Sunday, December 27, 2009

Fiat Is A Car: A Brief History Of the Beginning Of The 21st Century

We are all a bit stupid about the economy. That is because economics really is the dismal science -- except for two groups of people: Ron Paulites, along with Andrew Jackson, the natural enemies of fiat money, and George Sorosites, ambitious malefactors of great wealth who in this age of get rich quick schemes want to get even richer quicker.
Most of the rest of us fell asleep in economics class when the talk turned to inflation, deflation and fiat money.

We thought fiats were cars.

George Soros, the sugardaddy of the left best know as a short-buyer who broke the bank of England, and Austrian economist Ludwig von Mises, were wide awake in class. So was Peter Schiff, now running for the US Senate against too long-time incumbent Chris Dodd.

Von Mises, the author of “Human Action,” still the best economic book in our fragile Western world, died with empty pockets; Soros continues to rake in the dough. He will die a rich man, his mouth stuffed with dollars rather than earth, after the last trumpet blows over him.

Schiff is the economic Cassandra who warned us all, during the last heady spendthrift days of frat boy President George Bush’s administration, that we were about to crash on the unforgiving rocks of reality.

No one paid him the least mind. And as he traveled from TV station to TV station spreading his dismal message, the rest of us shooed him away and tut tutted him unmercifully.

“Economic crash? Man, wake up. Thou art living a dream. Smell the flowers. They are all around us. The economy is – how do you put it? – SOUND in its essentials.”

But Schiff was right, as such annoying people often are.

The country was reeling like a drunken sot, from economic bubble to economic bubble; and, as happens sometimes when one has drunk life to the lees, all of us finally crashed into the brick wall.

“I told you so,” said Schiff. “Save money. Produce real goods.”

Several saviors then appeared, pointing the way to heaven on earth, among them Obama the Magnificent.

“Let me help,” said President Barack Obama and proceeded to spend even more money than George the frat boy. Angels from von Mises’ Heaven whispered in his ear, “You cannot spend your way out of a mini-depression with Chinese financing.” But he paid those angels no heed. He gave’em the brush off and lent his ear, as Shakespeare would have it, to borrowers and lenders. In fact, Obama, with a sly wink at Andy Jackson, became the chief borrower in the land; he became the chief lender-in-chief.
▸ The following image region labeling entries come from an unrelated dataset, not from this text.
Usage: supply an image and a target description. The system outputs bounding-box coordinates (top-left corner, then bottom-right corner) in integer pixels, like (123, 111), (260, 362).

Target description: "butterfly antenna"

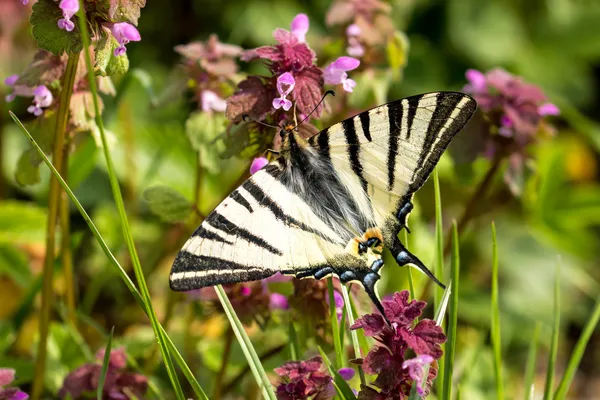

(242, 114), (281, 130)
(294, 90), (335, 129)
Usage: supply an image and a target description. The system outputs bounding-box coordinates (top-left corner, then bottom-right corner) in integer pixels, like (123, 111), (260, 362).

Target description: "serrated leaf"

(29, 0), (83, 56)
(185, 112), (227, 173)
(108, 0), (146, 25)
(0, 200), (46, 244)
(144, 185), (193, 222)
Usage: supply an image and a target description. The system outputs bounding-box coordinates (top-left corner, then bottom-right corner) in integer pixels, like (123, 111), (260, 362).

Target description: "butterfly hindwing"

(170, 92), (476, 298)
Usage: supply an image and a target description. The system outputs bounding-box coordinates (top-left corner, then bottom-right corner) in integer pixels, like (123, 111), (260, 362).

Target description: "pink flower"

(323, 56), (360, 92)
(200, 90), (227, 112)
(402, 354), (433, 396)
(27, 85), (54, 117)
(273, 72), (296, 111)
(58, 0), (79, 32)
(269, 293), (290, 310)
(290, 14), (310, 43)
(110, 22), (142, 57)
(346, 24), (365, 57)
(250, 157), (269, 175)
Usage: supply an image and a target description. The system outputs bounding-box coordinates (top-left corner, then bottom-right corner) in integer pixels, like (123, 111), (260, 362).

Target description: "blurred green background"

(0, 0), (600, 399)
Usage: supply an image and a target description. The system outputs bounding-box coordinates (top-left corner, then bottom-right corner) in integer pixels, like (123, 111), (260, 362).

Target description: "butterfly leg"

(391, 240), (446, 289)
(396, 200), (413, 233)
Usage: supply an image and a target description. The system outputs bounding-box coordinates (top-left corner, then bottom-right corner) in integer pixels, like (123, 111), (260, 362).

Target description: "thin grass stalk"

(78, 4), (185, 400)
(433, 168), (445, 393)
(491, 222), (504, 400)
(9, 111), (208, 400)
(523, 322), (540, 400)
(554, 297), (600, 400)
(96, 326), (115, 400)
(327, 277), (344, 368)
(31, 54), (79, 400)
(215, 285), (276, 400)
(60, 146), (77, 328)
(544, 260), (560, 400)
(342, 285), (367, 385)
(441, 221), (460, 400)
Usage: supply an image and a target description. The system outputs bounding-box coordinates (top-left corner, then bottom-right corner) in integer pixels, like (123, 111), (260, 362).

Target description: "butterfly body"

(170, 92), (476, 316)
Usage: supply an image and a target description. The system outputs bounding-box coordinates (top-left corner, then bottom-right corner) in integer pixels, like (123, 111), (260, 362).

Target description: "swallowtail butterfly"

(170, 92), (477, 312)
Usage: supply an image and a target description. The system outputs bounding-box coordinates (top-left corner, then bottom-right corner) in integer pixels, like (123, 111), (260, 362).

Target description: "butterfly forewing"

(170, 92), (476, 290)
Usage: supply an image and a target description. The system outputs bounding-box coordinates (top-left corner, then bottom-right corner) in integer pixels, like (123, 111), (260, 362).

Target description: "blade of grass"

(96, 326), (115, 400)
(9, 111), (208, 400)
(523, 322), (540, 400)
(554, 297), (600, 400)
(215, 285), (276, 400)
(544, 260), (560, 400)
(441, 221), (460, 400)
(491, 222), (504, 400)
(31, 54), (79, 400)
(433, 168), (446, 393)
(408, 281), (452, 400)
(77, 4), (185, 400)
(327, 277), (344, 368)
(342, 285), (367, 385)
(319, 346), (356, 400)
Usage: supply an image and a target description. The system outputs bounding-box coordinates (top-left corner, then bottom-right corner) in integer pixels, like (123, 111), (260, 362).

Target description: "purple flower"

(338, 368), (355, 381)
(273, 72), (296, 111)
(250, 157), (269, 175)
(269, 293), (290, 310)
(0, 368), (29, 400)
(58, 0), (79, 32)
(27, 85), (54, 117)
(58, 347), (148, 400)
(350, 290), (446, 399)
(200, 90), (227, 112)
(275, 357), (335, 400)
(346, 24), (365, 57)
(110, 22), (142, 57)
(402, 354), (433, 396)
(323, 56), (360, 92)
(290, 14), (310, 43)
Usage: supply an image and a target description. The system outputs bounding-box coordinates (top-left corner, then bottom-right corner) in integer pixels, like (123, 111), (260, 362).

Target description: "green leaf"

(108, 0), (146, 25)
(319, 346), (356, 400)
(0, 200), (46, 243)
(30, 0), (83, 56)
(185, 112), (227, 173)
(143, 186), (193, 222)
(96, 326), (115, 400)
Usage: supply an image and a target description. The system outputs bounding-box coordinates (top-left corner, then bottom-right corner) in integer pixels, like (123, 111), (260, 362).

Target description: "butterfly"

(169, 92), (477, 313)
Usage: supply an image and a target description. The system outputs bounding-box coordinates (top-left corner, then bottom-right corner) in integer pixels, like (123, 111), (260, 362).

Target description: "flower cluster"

(275, 357), (336, 400)
(0, 368), (29, 400)
(226, 14), (360, 123)
(463, 68), (559, 195)
(350, 290), (446, 400)
(58, 348), (148, 400)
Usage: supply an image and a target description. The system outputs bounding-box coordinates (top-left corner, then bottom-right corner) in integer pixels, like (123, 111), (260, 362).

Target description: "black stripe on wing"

(204, 211), (283, 256)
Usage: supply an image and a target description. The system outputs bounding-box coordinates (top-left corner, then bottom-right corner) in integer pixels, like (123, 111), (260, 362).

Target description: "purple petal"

(4, 74), (19, 86)
(0, 368), (15, 387)
(291, 14), (310, 43)
(346, 24), (360, 36)
(250, 157), (269, 175)
(277, 72), (296, 97)
(538, 103), (560, 117)
(338, 368), (354, 381)
(331, 56), (360, 71)
(269, 293), (289, 310)
(465, 69), (487, 92)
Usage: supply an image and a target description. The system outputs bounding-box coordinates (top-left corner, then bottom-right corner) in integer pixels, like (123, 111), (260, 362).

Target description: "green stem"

(31, 54), (79, 400)
(78, 4), (185, 400)
(213, 327), (235, 400)
(60, 146), (77, 328)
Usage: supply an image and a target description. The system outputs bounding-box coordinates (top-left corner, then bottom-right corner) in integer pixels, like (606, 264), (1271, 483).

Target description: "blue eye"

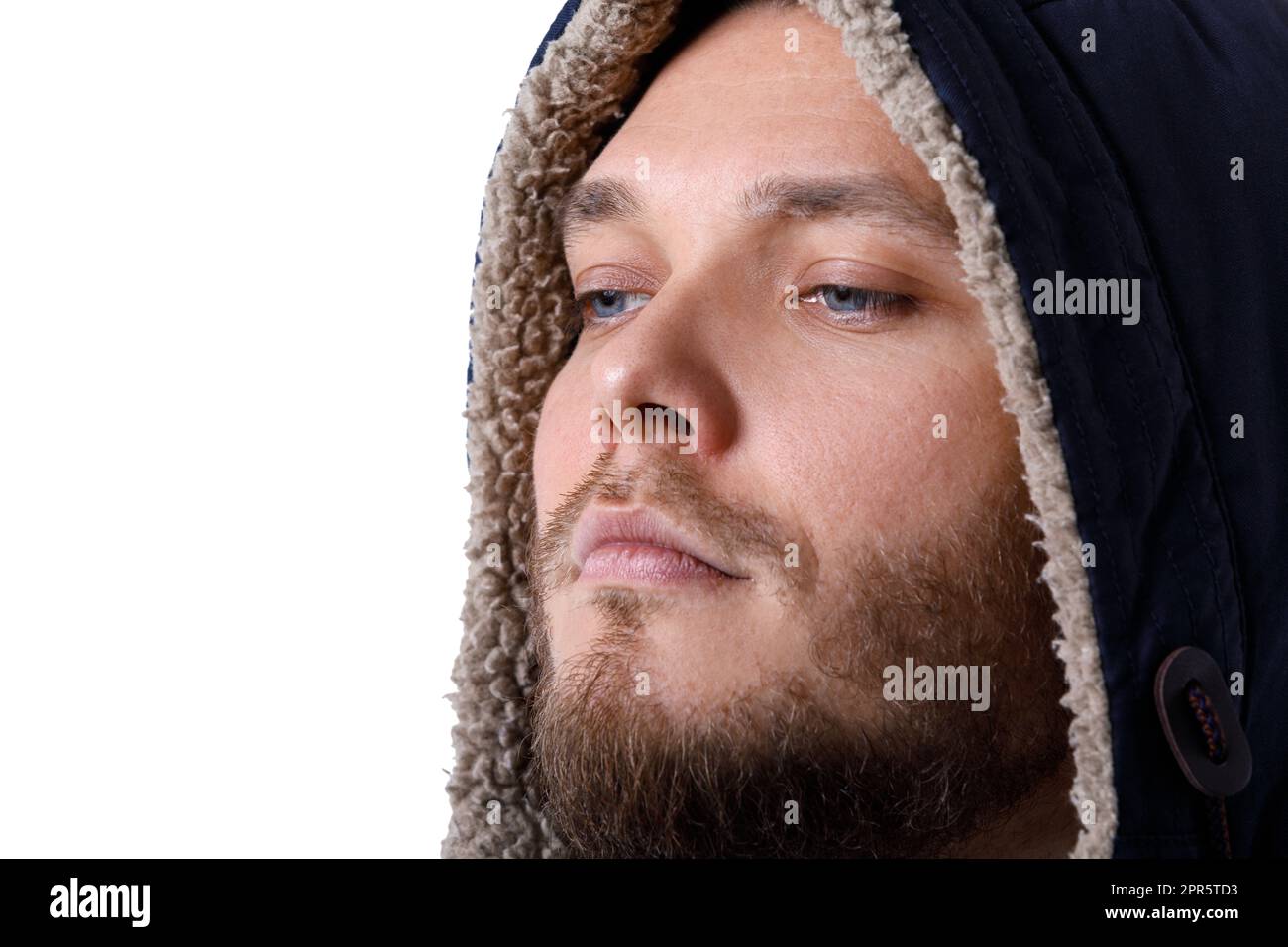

(800, 284), (913, 322)
(576, 290), (652, 322)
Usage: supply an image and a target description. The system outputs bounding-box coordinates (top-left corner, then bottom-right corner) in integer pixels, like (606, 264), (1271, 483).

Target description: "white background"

(0, 0), (562, 858)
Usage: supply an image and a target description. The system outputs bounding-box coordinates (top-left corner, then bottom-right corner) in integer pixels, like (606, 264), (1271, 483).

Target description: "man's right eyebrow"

(555, 177), (644, 240)
(555, 172), (957, 246)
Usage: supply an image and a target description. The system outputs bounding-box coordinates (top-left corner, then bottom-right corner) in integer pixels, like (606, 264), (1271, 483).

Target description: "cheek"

(532, 369), (599, 527)
(761, 348), (1019, 548)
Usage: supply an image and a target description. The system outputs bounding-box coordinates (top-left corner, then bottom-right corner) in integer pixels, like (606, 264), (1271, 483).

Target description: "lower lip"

(577, 543), (738, 585)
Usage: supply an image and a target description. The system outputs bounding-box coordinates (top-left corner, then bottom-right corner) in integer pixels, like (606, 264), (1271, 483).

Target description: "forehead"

(585, 8), (943, 215)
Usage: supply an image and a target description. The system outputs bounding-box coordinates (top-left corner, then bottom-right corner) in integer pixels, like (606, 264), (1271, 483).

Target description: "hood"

(443, 0), (1288, 858)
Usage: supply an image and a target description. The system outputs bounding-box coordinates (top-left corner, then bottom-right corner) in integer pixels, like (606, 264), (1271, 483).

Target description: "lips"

(572, 507), (747, 585)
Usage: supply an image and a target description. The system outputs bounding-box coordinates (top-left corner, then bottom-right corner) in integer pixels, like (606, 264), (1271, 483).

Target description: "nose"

(591, 286), (737, 462)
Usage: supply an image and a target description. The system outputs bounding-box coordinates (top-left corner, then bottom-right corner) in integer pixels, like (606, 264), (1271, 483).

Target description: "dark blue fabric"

(896, 0), (1288, 857)
(483, 0), (1288, 857)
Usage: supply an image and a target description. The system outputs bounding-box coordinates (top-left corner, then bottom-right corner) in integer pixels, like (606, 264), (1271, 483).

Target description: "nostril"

(636, 401), (690, 437)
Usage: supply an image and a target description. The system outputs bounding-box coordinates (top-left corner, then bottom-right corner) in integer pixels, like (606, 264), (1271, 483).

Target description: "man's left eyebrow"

(738, 174), (957, 245)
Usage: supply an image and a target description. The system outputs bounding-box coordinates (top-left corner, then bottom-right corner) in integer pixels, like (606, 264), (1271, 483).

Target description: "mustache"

(528, 451), (818, 596)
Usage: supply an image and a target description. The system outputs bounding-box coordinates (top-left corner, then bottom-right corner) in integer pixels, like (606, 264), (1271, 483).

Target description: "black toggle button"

(1154, 647), (1252, 798)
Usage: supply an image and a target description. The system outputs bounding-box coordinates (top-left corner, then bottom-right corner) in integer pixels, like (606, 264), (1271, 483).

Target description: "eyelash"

(574, 283), (915, 326)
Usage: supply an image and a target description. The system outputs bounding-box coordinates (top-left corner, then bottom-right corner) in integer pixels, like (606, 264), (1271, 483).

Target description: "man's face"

(529, 3), (1068, 854)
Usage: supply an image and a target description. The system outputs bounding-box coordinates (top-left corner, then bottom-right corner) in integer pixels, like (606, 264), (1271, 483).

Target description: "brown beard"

(517, 454), (1069, 858)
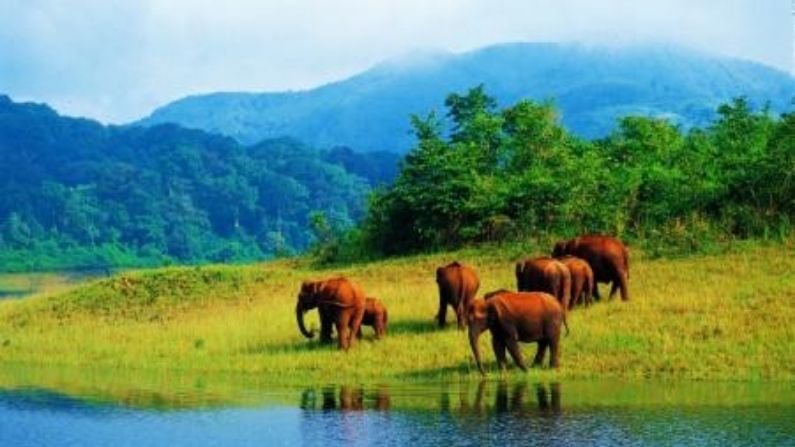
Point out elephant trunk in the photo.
[295,301,315,338]
[469,325,486,376]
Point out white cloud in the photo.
[0,0,792,122]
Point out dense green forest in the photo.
[0,96,398,271]
[323,86,795,259]
[0,86,795,271]
[141,42,795,154]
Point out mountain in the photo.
[0,95,397,271]
[137,43,795,152]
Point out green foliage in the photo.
[0,96,397,271]
[360,86,795,255]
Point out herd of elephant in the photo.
[295,234,629,373]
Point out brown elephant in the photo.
[467,291,568,374]
[552,234,629,301]
[295,277,365,350]
[516,256,571,311]
[356,297,389,340]
[558,255,594,309]
[436,261,480,329]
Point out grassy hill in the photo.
[138,43,795,152]
[0,242,795,385]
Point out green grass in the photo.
[0,244,795,385]
[0,272,77,296]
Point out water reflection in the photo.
[0,380,795,447]
[299,385,390,411]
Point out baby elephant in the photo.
[356,297,387,340]
[467,291,568,374]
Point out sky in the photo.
[0,0,795,123]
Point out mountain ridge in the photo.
[134,42,795,152]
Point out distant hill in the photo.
[138,43,795,152]
[0,95,398,271]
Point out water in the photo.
[0,381,795,447]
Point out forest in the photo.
[0,96,398,271]
[0,85,795,271]
[332,86,795,260]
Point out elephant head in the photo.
[295,281,322,338]
[467,299,489,375]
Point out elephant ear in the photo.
[301,281,323,296]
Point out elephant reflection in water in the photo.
[461,381,560,416]
[301,385,391,411]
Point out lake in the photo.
[0,378,795,447]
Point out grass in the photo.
[0,244,795,386]
[0,272,80,298]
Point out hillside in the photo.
[0,241,795,385]
[138,43,795,152]
[0,96,397,271]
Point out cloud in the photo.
[0,0,792,122]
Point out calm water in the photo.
[0,381,795,447]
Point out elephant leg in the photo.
[337,310,353,350]
[505,333,527,371]
[491,333,508,371]
[549,334,560,369]
[319,309,334,343]
[348,306,364,347]
[608,279,619,300]
[374,318,386,340]
[533,339,548,366]
[582,279,593,307]
[436,295,447,327]
[455,303,466,329]
[618,272,629,301]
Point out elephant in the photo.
[552,234,629,301]
[436,261,480,329]
[558,255,594,309]
[356,297,389,340]
[516,256,571,312]
[467,291,569,375]
[295,277,365,350]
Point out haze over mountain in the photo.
[137,43,795,152]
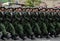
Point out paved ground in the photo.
[0,37,60,41]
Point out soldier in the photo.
[24,8,34,39]
[0,7,9,39]
[54,8,60,37]
[14,8,25,40]
[47,8,56,37]
[41,8,50,38]
[31,8,40,38]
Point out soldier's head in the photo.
[14,8,19,12]
[0,7,1,12]
[22,8,26,12]
[33,8,38,12]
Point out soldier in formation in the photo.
[0,7,60,40]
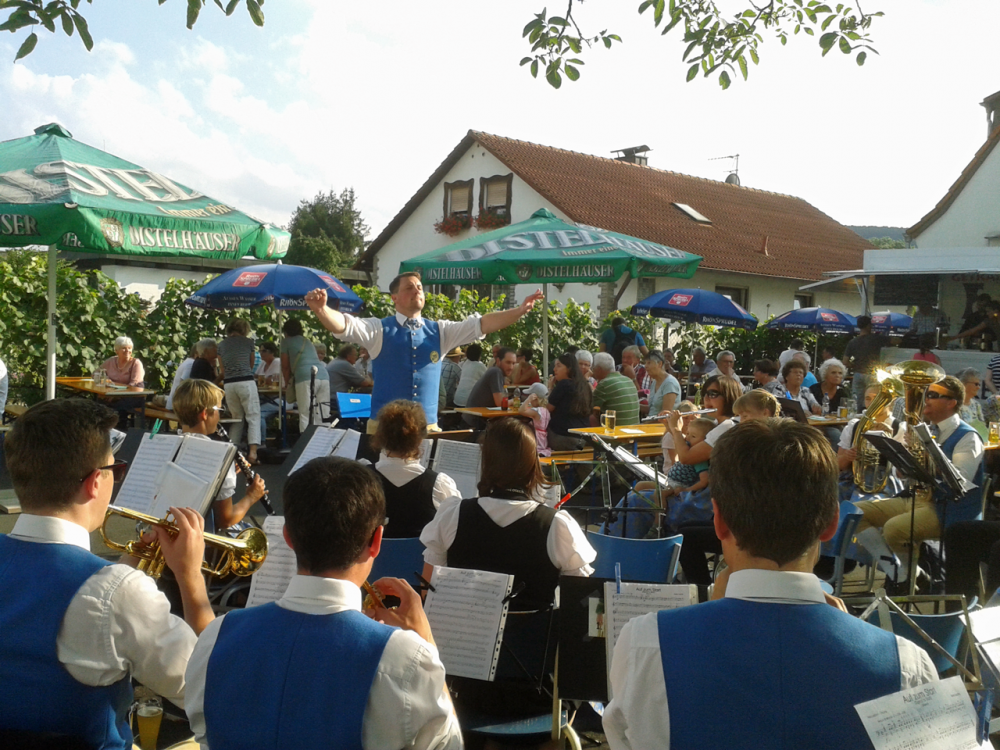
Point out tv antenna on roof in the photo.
[709,154,740,187]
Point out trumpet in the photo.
[101,505,267,578]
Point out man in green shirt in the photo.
[590,352,639,427]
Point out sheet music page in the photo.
[424,565,514,680]
[604,581,698,697]
[288,427,346,476]
[854,677,990,750]
[333,430,361,461]
[247,516,297,607]
[115,435,181,517]
[434,440,483,498]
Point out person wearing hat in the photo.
[519,383,552,456]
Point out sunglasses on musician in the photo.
[80,458,128,484]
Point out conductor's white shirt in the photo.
[184,575,462,750]
[604,570,938,750]
[334,312,483,359]
[10,513,198,705]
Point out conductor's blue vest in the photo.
[657,599,900,750]
[372,315,447,424]
[934,422,984,530]
[205,603,394,750]
[0,535,132,749]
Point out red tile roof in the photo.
[358,130,871,280]
[906,124,1000,240]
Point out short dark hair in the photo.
[370,399,427,458]
[709,419,839,565]
[282,456,385,573]
[389,271,420,294]
[478,417,551,499]
[4,398,118,513]
[281,318,304,338]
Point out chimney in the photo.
[611,146,652,167]
[980,91,1000,138]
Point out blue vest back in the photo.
[657,599,900,750]
[372,315,447,424]
[205,604,394,750]
[0,535,132,748]
[934,422,985,529]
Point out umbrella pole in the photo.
[542,284,549,382]
[45,245,58,401]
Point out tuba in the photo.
[101,505,267,578]
[851,360,945,494]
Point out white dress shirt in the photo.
[604,570,938,750]
[184,575,462,750]
[375,451,462,508]
[10,513,197,705]
[335,312,483,359]
[420,497,597,576]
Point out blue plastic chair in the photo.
[587,531,684,583]
[368,536,424,584]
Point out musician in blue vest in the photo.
[0,398,214,748]
[857,375,983,584]
[184,457,462,750]
[306,272,542,434]
[604,419,937,750]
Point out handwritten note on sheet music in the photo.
[434,440,482,498]
[115,435,181,514]
[424,565,514,680]
[854,677,990,750]
[247,516,296,607]
[288,427,344,474]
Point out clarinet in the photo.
[215,424,274,516]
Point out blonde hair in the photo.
[173,378,226,427]
[733,388,781,417]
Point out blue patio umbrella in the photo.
[872,310,913,336]
[184,263,364,312]
[631,289,757,331]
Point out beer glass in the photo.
[135,696,163,750]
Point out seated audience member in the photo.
[604,420,937,750]
[462,346,517,429]
[753,359,785,398]
[857,375,983,583]
[0,398,214,749]
[510,346,541,385]
[174,378,266,536]
[184,456,462,750]
[574,349,596,390]
[733,388,781,422]
[545,353,593,451]
[371,400,461,539]
[592,352,639,427]
[455,344,486,406]
[520,383,552,456]
[420,420,592,612]
[781,359,823,415]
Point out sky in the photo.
[0,0,1000,239]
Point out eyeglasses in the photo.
[80,458,128,484]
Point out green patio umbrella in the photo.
[0,123,289,398]
[399,208,702,372]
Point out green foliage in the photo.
[0,0,264,61]
[285,188,368,273]
[521,0,883,89]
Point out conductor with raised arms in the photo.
[306,272,542,433]
[0,398,214,748]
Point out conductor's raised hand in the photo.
[153,508,205,581]
[306,289,326,313]
[365,578,434,643]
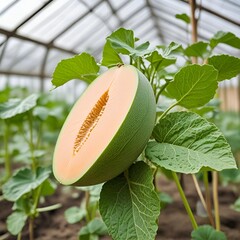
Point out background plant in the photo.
[0,91,69,239]
[52,25,240,239]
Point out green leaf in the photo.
[167,64,218,108]
[231,197,240,212]
[33,106,49,121]
[41,179,57,196]
[146,51,176,71]
[102,41,123,67]
[7,211,27,235]
[107,28,134,55]
[64,207,86,224]
[191,225,227,240]
[159,42,182,57]
[210,31,240,49]
[3,167,51,201]
[52,53,99,87]
[0,94,39,119]
[99,162,160,240]
[208,55,240,81]
[79,218,108,240]
[175,13,191,24]
[107,28,150,58]
[146,112,236,173]
[184,42,210,59]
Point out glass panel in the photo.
[20,0,88,42]
[1,38,45,74]
[0,0,44,30]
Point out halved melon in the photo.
[53,65,156,186]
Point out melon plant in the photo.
[52,28,240,240]
[53,65,156,186]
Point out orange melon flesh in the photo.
[53,66,155,185]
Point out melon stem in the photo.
[3,121,12,182]
[28,111,37,172]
And now we are in a funk of deficit.

Here in Connecticut, the land of steady bad habits, things are even worse. Connecticut enjoys the distinction of being first among equals in the matter of debt; per capita, we are the most debt ridden state in the country, even beating out impecunious California. Sensing courage deprivation in our legislature, Moody has now lowered our bond rating to negative; and our state legislature, dominated by arrogant spendthrift Democrats, has pledged to do nothing about spending, until we are saved by some as yet invisible god in a bucket.

If Schiff is Cassandra, mildly but insistently pressing his message on ears clotted with wax and incomprehension, hyperinflationist true believer John Williams is Jeremiah.

The underpinnings of the American economy have so deteriorated, Williams argues, that the kind of short term irreversible economic tailspin seen in the Weimar Republic is perching on our shoulders.

In his monograph, Williams quotes Friedrich Kessler, who experienced Weimer Republic hyperinflation:

"It was horrible. Horrible! Like lightning it struck. No one was prepared. You cannot imagine the rapidity with which the whole thing happened. The shelves in the grocery stores were empty. You could buy nothing with your paper money."